Na última quarta-feira publicou, no Expresso online, o artigo, “Recordações sobre o Estado laico”, censurando o Comunicado da Associação Ateísta Portuguesa (AAP), onde se critica a deslocação do PR a cerimónias religiosas, no Panamá. O referido comunicado, da responsabilidade da Direção, encontra-se na página oficial da AAP e mereceu, aliás, o interesse e acolhimento da generalidade da comunicação social.

HM transcreve no seu artigo: “A título particular e a expensas próprias, caberia a esta Associação respeitar e ignorar tamanha devoção. Participar em jornadas da Juventude, onde manifestamente a idade não o recomenda, ir à missa e assistir à benzedura de um templo católico, é um assunto que a AAP ignoraria se o enviado fosse um membro da Conferência Episcopal, mas que considera um grave atentado à neutralidade religiosa do Estado laico, quando perpetrado pelo Presidente da República”.

Desta transcrição conclui: «É difícil ser mais dogmático, sectário e, perdoe-se a ousadia, ignorante». Registo a sabedoria, imparcialidade e tolerância de HM, em contraste com a forma e substância do parágrafo que o enxofrou.

Estranho a hostilidade de quem sentiu a necessidade de se afirmar «não católico», como se tal facto fosse uma virtude, aumentasse a credibilidade ou interessasse aos leitores.
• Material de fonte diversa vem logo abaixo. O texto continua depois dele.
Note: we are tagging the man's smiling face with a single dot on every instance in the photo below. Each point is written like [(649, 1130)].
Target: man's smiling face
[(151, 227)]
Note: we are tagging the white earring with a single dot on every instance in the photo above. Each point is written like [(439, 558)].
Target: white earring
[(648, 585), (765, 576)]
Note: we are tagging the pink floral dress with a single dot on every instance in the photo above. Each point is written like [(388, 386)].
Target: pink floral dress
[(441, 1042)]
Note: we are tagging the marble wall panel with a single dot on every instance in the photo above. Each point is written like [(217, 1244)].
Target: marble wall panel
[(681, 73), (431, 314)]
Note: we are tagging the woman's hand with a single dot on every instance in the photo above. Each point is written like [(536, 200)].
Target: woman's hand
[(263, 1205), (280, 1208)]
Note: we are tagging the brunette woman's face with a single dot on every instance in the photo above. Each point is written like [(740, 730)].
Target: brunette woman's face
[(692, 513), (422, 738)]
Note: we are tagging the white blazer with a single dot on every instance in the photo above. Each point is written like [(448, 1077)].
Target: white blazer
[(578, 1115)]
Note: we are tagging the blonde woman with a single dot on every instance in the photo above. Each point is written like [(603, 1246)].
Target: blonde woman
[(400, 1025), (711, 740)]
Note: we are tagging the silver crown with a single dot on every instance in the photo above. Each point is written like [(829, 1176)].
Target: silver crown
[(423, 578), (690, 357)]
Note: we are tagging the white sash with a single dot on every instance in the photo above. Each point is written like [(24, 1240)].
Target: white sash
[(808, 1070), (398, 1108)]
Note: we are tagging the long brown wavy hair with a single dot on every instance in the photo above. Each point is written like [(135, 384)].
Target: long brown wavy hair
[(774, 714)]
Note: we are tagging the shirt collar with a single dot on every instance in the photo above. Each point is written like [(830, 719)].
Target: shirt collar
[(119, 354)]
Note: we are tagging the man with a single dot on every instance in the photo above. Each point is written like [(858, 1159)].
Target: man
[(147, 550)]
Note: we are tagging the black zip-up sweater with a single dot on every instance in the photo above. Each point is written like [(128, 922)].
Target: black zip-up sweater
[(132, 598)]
Os ateus não se atribuem qualquer superioridade moral em relação aos crentes e neste comunicado não estava sequer em causa o ateísmo, mas a laicidade cuja violação pelo PR foi manifesta e constitui desrespeito de quem representa todos os portugueses.

Apreciei a sua ironia: «O que está errado nos ‘ateístas’ não é a sua fé na não existência de Deus, que é legítima», apenas me surpreendeu a necessidade de a explicar no final do artigo, desconfiado, talvez, da inteligência de quem o lê. Terá as suas razões.

HM critica a forma e o conteúdo do “comunicado”, mas quando afirma que «Embora não seja representativa em termos de associados, a Associação Ateísta Portuguesa representa um pensamento relativamente comum entre a esquerda mais radical», ignora o número de sócios, sem sequer procurar informar-se, o que é incúria, e atribui à AAP «o pensamento da esquerda mais radical», com a leviandade com que se refere à sua representatividade ou quando afirma que ‘o que irrita os ateus é que o PR seja católico e vá à missa’, numa dedução psicanalítica ao nível de um bruxo.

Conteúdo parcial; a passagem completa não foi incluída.